Instructors: Will Webber
Have you ever had a student ask "What is the fourth dimension?" Did you know what to say? This mini-course is designed to be a first step in answering that question. By looking at how we represent 3 dimensions on a flat (2D) piece of paper we will find ways of representing the 4th dimension in space. Topics will include projections, cross sections, and basic shapes like spheres, regular polyhedra, and uniform polyhedra. We will build as many models as we can to help visualize. We will use paper, tape, glue, string, sticks, Rubber tubing, the zome tool, and polydrons to build these models. Be ready to stretch your mind and take a peek around that corner into the 4th dimension.
How many ways can you cover a strip with squares & dominoes? What's the best way to stack oranges? The number of ways to break a polygon into triangles matches the number of certain paths through a grid -- why? Counting is a familiar and rich area of mathematics, relevant for all K-12 curricula. We will work together on projects emphasizing visual reasoning and establishing numeric patterns. Familiarity with permutations and combinations would be helpful. The course could also be called "Exploring Pascal's Triangle" -- most of what we will discuss can be found in that amazing structure.

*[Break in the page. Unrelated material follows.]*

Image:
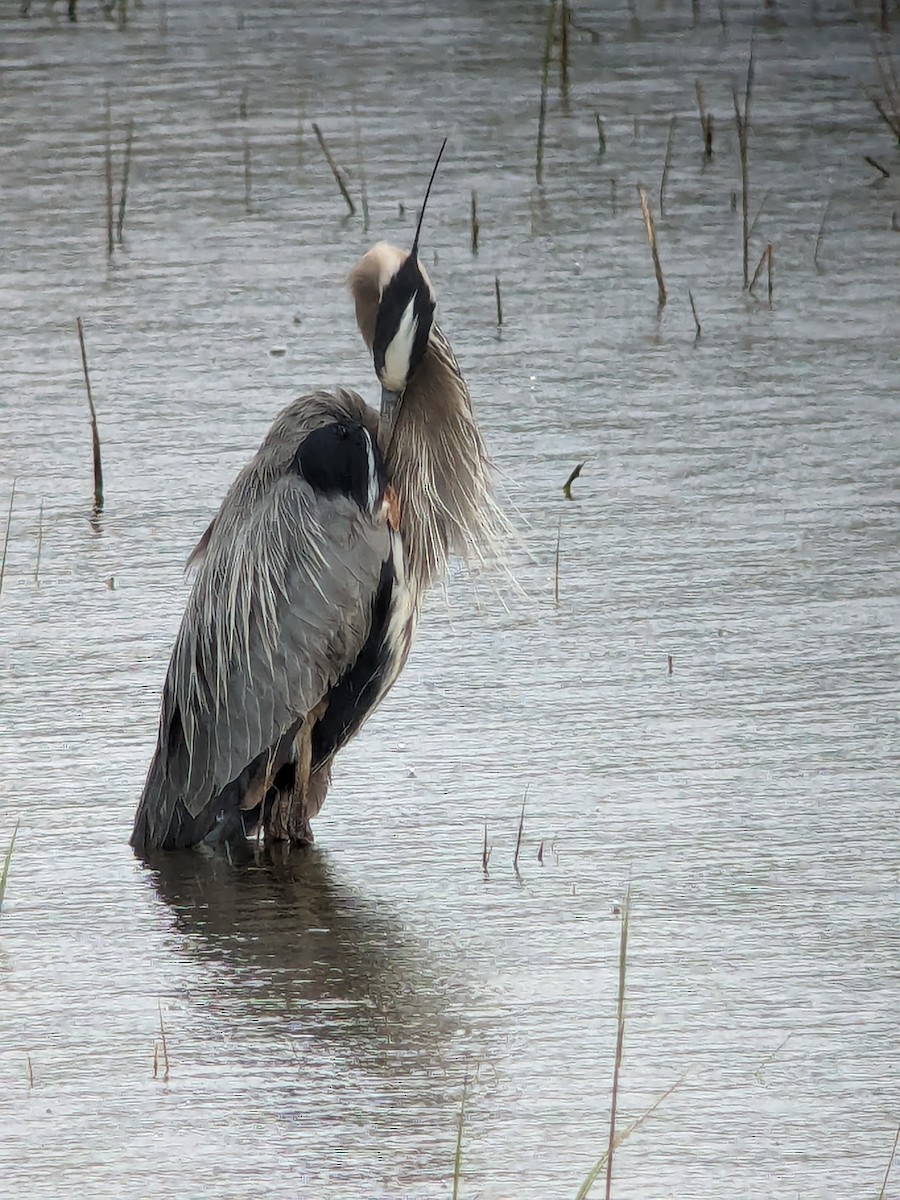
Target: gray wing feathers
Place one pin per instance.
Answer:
(280, 609)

Tessellations are where art and math meet. We'll design shapes that fit together without gaps or overlaps, squares for instance, and then turn them into interesting shapes. MC Escher will inspire us to investigate the symmetries of tilings. Artists have been weaving tessellating textile designs for millennia and potters of the Southwest pueblos have been decorating their utilitarian wares with designs that we know recognize as having great mathematical interest. The aesthetic appeal of tessellations is obvious; the mathematics is a bit more subtle. We will analyze the symmetries of repeating designs by studying the underlying transformations; translation, rotation, reflection and glide reflection. We will classify the infinity of different designs into just seventeen groups. You will even leave with a credit card sized guide to identifying all the symmetries. Geometry teachers will glean ideas to enliven their course. And no one will look at repeating patterns in quite the same way again.